Clinton also found a way to further get involved by registering her children for “Swing for Life,” which is an annual fundraiser in Salt Lake City. Participants raise money by playing softball, and all funds are donated to the Huntsman Cancer Institute. Broadhead said $1.3 million has been donated since “Swing for Life” started 16 years ago. 

But Clinton didn’t stop there. She next started to work on creating a similar fundraiser in Tooele with a local theme. “Bases for Broadhead” was born, and all funds raised go to Huntsman.

 “None of it is for me,” Broadhead said. “All of it is going to the center for research.” 

As the local plans came together, the teams at Stansbury High decided to get Broadhead involved. They asked her to throw a ceremonial first pitch when both teams played on May 3 at Stansbury.

“I found out about it when Bridget came and asked me,” Broadhead said. “She said, ‘we have wanted to do this for you for a long time, we have been planning it.’”

Broadhead thought it was great.

“Oh, there were some sweaty eyes — and in my mind I threw a strike!” she said. “I think at one point my false eyelashes may have flown off.”

Broadhead was touched that so many students, their parents and employees from Stansbury were involved in “Bases for Broadhead.”

“It was even more exciting because I really love the kids and love that everyone has come together,” she said. “The school, the students and the staff have all been super supportive.”

The event was a success, with both the boys and girls teams winning that day. The boys defeated Bonneville and the girls beat Juan Diego. 

“In fact, the boys invited me back,” Broadhead said, laughing. “They said I was good luck.”

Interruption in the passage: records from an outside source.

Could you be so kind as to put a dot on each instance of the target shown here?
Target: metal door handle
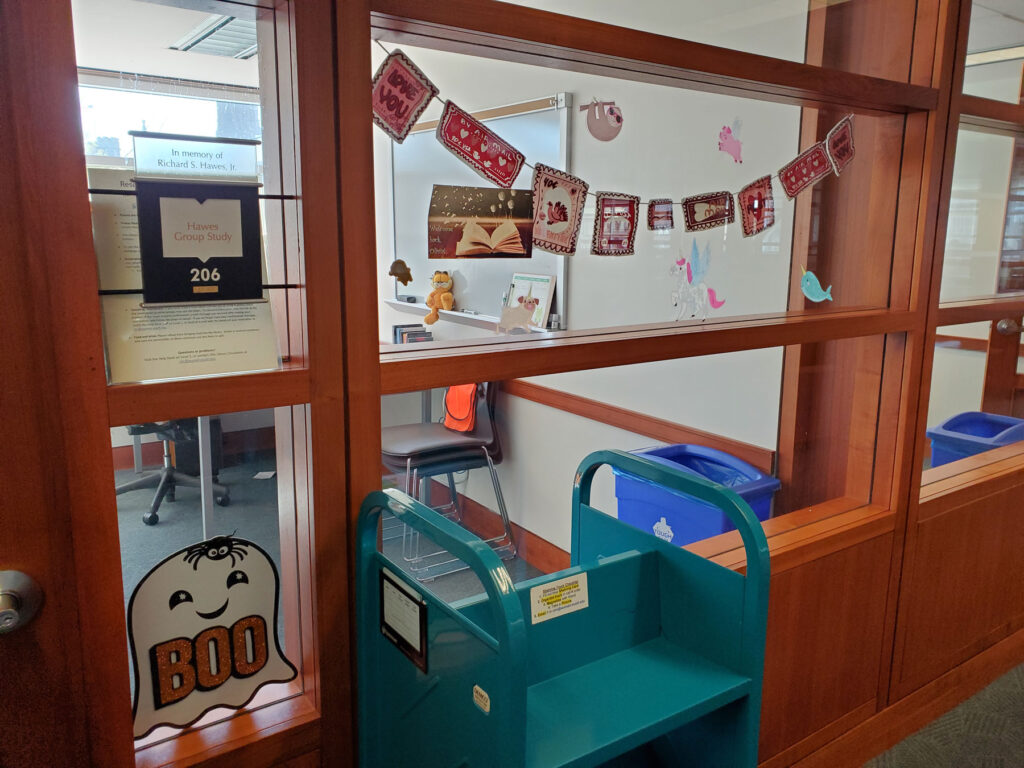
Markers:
(19, 599)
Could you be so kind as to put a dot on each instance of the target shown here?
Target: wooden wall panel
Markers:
(964, 590)
(822, 649)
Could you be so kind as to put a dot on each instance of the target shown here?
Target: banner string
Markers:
(772, 177)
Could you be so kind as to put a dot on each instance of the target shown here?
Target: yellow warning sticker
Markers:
(558, 598)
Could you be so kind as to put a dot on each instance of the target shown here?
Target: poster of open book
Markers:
(479, 222)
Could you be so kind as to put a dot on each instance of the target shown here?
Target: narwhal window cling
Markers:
(203, 632)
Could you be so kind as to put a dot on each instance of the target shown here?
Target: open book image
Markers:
(504, 239)
(479, 222)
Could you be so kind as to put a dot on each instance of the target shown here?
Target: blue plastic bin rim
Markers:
(1014, 427)
(759, 481)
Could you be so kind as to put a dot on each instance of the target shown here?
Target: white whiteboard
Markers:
(421, 162)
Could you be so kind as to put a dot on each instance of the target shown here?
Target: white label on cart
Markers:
(558, 598)
(481, 699)
(401, 610)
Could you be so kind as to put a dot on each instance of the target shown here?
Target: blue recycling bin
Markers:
(971, 433)
(680, 518)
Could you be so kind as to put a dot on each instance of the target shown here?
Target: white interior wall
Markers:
(668, 147)
(977, 214)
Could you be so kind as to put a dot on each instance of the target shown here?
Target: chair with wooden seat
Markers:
(421, 452)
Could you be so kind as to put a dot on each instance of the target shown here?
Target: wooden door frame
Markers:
(74, 406)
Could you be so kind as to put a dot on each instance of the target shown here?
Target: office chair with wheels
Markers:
(169, 477)
(423, 451)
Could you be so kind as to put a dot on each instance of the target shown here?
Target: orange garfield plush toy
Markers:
(440, 298)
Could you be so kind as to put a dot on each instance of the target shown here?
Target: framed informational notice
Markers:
(200, 242)
(151, 343)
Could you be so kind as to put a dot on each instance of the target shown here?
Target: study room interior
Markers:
(706, 320)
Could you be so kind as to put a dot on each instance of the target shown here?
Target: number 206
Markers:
(205, 275)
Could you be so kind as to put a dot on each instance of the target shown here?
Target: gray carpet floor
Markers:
(985, 731)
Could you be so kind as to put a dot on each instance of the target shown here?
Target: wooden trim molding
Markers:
(482, 28)
(962, 342)
(633, 421)
(989, 113)
(432, 365)
(978, 310)
(134, 403)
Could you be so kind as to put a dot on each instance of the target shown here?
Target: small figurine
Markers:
(440, 297)
(400, 271)
(812, 288)
(604, 120)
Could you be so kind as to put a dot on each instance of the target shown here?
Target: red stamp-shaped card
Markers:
(478, 146)
(707, 211)
(840, 143)
(614, 224)
(659, 214)
(400, 94)
(558, 203)
(810, 166)
(757, 208)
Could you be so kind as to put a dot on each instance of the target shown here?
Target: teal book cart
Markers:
(639, 653)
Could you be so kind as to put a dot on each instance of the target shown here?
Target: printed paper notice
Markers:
(174, 342)
(401, 611)
(558, 598)
(115, 229)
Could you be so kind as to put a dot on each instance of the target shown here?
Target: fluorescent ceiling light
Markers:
(991, 56)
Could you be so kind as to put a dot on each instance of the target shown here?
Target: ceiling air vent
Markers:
(221, 36)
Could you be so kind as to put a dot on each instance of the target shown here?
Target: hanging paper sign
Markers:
(839, 142)
(199, 242)
(171, 156)
(203, 630)
(691, 297)
(614, 224)
(604, 120)
(708, 211)
(479, 222)
(757, 208)
(558, 204)
(399, 95)
(810, 167)
(659, 214)
(478, 146)
(728, 141)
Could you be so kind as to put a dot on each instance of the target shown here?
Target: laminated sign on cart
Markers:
(203, 630)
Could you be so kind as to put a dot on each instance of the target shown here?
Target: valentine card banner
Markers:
(478, 146)
(757, 208)
(558, 203)
(659, 214)
(707, 211)
(810, 167)
(400, 93)
(614, 224)
(839, 142)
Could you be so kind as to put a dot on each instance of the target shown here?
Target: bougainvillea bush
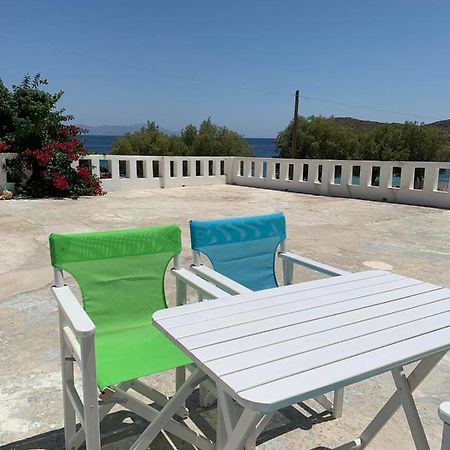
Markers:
(47, 149)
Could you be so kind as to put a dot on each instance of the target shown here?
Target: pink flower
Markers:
(60, 182)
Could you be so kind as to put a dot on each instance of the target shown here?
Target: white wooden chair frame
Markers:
(77, 337)
(444, 414)
(334, 406)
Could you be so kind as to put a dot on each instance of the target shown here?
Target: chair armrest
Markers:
(220, 280)
(77, 317)
(199, 284)
(311, 264)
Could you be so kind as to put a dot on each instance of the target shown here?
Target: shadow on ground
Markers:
(120, 429)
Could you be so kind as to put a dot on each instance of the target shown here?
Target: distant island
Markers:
(368, 125)
(354, 124)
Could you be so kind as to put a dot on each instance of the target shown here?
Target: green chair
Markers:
(111, 337)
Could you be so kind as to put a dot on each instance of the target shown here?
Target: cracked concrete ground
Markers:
(351, 234)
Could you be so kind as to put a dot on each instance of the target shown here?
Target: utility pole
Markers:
(294, 127)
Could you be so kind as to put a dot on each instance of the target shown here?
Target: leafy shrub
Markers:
(46, 148)
(208, 140)
(325, 138)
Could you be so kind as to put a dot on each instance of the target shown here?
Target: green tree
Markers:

Broadhead felt like the event was a homerun. “It is a great cause, and in reality, it is all about women,” she said.

The school is going to donate all the proceeds from the game to Huntsman, specifically for breast cancer research. In addition to the ticket sales, students also collected money as personal fundraisers or donated to a collection jar.

Broadhead feels honored that so many people would come together to raise money for a good cause and to promote research for a disease that is so personal to her.

“It was thrilling with all those kids there, it meant a lot to me,” she said. “This is all about the women in your life — your friends, your aunts, your mom.”

Breast cancer can affect anyone, she said.

“I was just one in eight,” she added. “Get us in a group, and that is quite a lot of us.”

Broadhead urges people to know the importance of breast examinations and mammograms. She wants women to remember to keep their lives safe and to value their lives so they can be around for their family and loved ones into their later years.

Yet, Broadhead would rather not be in the spotlight.

“I’m just me,” she said “Lots of other people deserve an article about them.”

However, if Broadhead can help others to prevent or stand up and fight breast cancer, she will talk openly about her journey, to make it more real for those who want to listen.

And she has, speaking courageously about her cancer and her fight to beat it. As a result, she has become a force at Stansbury High by showing her love for life, her family, her students and colleagues.

Lastly, Broadhead has also shown she values making a difference for those who will face a cancer diagnosis in their lives. She stands ready to make a first pitch for them, too.